Faraday Effect

In physics, the Faraday effect or Faraday rotation is a Magneto-optical phenomenon, that is, an interaction between light and a magnetic field in a medium. The Faraday effect causes a rotation of the plane of polarization which is linearly proportional to the component of the magnetic field in the direction of propagation. Formally, it is a special case of gyroelectromagnetism obtained when the dielectric permittivity tensor is diagonal.

Discovered by Michael Faraday in 1845, the Faraday effect was the first experimental evidence that light and electromagnetism are related. The theoretical basis of electromagnetic radiation (which includes visible light) was completed by James Clerk Maxwell in the 1860s and 1870s. This effect occurs in most optically transparent dielectric materials (including liquids) under the influence of magnetic fields.

The Faraday effect causes left and right circularly polarized waves to propagate at slightly different speeds, a property known as circular birefringence. Since a linear polarization can be decomposed into the superposition of two equal-amplitude circularly polarized components of opposite handedness and different phase, the effect of a relative phase shift, induced by the Faraday effect, is to rotate the orientation of a wave's linear polarization.
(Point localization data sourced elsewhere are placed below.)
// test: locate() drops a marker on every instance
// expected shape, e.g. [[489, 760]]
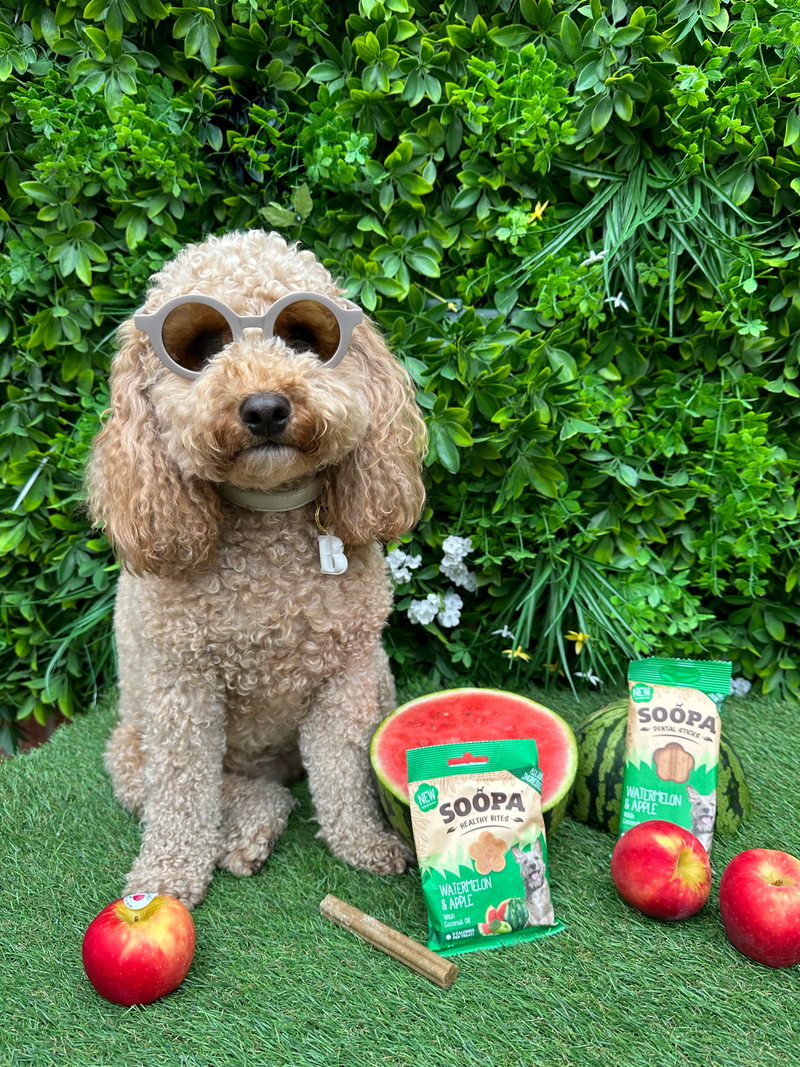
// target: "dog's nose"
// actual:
[[266, 414]]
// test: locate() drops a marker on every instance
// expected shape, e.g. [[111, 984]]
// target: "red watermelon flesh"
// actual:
[[468, 715]]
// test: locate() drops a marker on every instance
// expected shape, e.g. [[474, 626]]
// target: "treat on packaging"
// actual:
[[672, 747], [477, 815]]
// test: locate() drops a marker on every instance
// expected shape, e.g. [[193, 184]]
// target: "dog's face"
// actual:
[[265, 411], [262, 412]]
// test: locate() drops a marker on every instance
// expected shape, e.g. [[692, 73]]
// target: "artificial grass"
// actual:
[[272, 983]]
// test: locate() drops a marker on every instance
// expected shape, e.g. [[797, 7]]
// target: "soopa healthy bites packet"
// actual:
[[479, 833], [672, 746]]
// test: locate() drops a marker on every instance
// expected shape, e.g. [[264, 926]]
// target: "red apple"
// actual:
[[661, 870], [139, 948], [760, 901]]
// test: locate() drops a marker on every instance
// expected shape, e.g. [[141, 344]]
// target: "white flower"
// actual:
[[458, 573], [401, 564], [618, 302], [450, 615], [740, 686], [589, 675], [456, 547], [425, 611], [452, 567]]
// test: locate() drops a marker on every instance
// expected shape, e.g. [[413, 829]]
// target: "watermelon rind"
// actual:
[[396, 806], [516, 913], [596, 795]]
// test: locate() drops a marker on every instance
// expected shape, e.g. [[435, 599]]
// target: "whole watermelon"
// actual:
[[516, 913], [597, 790]]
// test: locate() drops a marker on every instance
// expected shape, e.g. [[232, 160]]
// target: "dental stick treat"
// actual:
[[672, 747]]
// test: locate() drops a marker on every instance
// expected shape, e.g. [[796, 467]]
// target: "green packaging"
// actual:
[[672, 746], [477, 815]]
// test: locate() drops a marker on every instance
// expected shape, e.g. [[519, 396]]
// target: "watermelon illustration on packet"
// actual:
[[480, 839]]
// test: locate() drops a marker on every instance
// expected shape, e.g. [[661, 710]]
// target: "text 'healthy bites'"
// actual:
[[479, 835]]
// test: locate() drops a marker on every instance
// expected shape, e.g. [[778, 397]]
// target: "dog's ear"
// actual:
[[377, 492], [157, 521]]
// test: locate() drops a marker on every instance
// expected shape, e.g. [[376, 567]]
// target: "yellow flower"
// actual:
[[516, 653], [579, 639]]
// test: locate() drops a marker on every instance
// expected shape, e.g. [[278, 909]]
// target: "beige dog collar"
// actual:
[[289, 499]]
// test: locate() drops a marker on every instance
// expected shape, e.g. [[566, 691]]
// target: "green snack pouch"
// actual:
[[477, 815], [672, 746]]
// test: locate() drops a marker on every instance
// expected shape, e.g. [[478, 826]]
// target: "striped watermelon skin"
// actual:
[[597, 790]]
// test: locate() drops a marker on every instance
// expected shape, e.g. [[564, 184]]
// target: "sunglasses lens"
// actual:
[[193, 334], [307, 325]]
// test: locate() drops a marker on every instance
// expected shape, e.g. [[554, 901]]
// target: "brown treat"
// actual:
[[673, 763], [415, 956], [489, 853]]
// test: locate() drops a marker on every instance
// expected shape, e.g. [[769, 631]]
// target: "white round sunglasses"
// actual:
[[188, 331]]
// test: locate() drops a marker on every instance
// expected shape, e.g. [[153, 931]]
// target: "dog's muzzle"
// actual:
[[266, 414]]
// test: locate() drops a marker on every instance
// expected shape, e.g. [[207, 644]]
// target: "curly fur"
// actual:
[[238, 658]]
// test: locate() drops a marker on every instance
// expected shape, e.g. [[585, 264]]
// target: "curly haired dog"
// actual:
[[238, 657]]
The Faraday effect has a few applications in measuring instruments. For instance, the Faraday effect has been used to measure optical rotatory power and for remote sensing of magnetic fields. The Faraday effect is used in spintronics research to study the polarization of electron spins in semiconductors. Faraday rotators can be used for amplitude modulation of light, and are the basis of optical isolators and optical circulators; such components are required in optical telecommunications and other laser applications.